2 pointsby leo_pechnicki9 hours ago2 comments
  • theamk8 hours ago
    This seems like a pure theater, which provides no functional security?

    Surely human will simply use a debugger. Open inspector and find the object in DOM. Or open JS console and find it using a single command.

    Not to mention that "difficulty level" thing is pretty absurd too. Your main protection is obscurity - the idea is that humans won't look at DOM. For that, you don't need multiple operations, just put it in any random attribute or a JS comment. Maybe add 1 operation like "base64" for the happiness.

    (If this is a joke, please disregard the message above)

  • leo_pechnicki9 hours ago
    Hi HN, creator here. Some context on what this is and why I built it:

    The problem: I was building an agent-facing API and realized there's no standard way to verify that a client is actually an AI agent. API keys prove identity but not capability.

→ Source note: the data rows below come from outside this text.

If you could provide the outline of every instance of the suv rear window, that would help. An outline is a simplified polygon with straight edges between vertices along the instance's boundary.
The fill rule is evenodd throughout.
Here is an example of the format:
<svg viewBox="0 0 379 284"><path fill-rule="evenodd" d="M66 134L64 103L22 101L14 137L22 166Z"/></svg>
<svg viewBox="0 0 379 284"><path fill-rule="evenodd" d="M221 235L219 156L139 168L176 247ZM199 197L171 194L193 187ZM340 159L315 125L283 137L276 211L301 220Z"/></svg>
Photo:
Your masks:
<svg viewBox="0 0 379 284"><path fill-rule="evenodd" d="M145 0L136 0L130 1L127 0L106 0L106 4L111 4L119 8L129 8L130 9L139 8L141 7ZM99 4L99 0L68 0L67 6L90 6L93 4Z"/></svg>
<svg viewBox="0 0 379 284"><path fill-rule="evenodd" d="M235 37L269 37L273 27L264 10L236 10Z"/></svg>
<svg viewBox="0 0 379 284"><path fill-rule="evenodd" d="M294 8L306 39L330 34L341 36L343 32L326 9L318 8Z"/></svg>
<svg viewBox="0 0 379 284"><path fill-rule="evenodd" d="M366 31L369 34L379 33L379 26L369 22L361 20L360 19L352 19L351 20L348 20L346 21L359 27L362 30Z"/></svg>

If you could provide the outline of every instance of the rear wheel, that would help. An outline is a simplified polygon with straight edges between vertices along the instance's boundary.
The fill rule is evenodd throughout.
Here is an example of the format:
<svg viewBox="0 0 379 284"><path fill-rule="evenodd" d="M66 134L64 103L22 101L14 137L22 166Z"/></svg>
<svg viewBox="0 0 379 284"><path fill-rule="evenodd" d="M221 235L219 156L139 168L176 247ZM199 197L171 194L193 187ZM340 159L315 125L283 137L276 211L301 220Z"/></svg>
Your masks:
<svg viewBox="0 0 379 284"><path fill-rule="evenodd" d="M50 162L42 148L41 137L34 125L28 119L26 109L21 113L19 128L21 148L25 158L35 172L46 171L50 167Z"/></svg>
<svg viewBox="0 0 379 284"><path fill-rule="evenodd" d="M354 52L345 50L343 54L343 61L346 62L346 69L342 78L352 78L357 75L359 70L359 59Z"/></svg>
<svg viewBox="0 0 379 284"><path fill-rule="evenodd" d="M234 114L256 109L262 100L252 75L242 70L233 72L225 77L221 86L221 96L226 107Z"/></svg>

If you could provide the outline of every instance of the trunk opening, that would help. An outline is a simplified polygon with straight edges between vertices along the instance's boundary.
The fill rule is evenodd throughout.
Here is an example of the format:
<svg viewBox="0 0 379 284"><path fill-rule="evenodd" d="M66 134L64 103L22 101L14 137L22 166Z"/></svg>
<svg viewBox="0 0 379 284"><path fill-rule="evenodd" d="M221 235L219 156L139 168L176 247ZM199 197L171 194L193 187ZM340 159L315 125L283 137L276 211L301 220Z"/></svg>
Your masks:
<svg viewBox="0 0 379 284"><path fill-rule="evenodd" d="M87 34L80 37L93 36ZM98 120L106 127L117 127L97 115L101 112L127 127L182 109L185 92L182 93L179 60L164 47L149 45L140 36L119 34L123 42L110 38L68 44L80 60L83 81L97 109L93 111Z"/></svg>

Traditional CAPTCHAs prove humanity — the opposite of what I needed.

    How it works: imrobot generates deterministic challenge pipelines using composable string operations (base64, rot13, hex encode, reverse, etc.). An LLM parses the instructions, executes each step, and returns the result in ~0.3 seconds. A human would need to manually decode each transformation — technically possible but impractical.

    Technical highlights: - Zero external dependencies (~15KB) - Multi-framework: React, Vue, Svelte, Web Components, or headless API - Built-in REST server using only Node.js http module (no Express) - Deterministic, stateless verification - DOM-embedded challenges for browser-based agents

    npm: https://www.npmjs.com/package/imrobot

    I'm open to feedback on the approach. Specifically curious about: Is deterministic string pipeline verification the right primitive, or are there better approaches? What edge cases should I be thinking about for production use?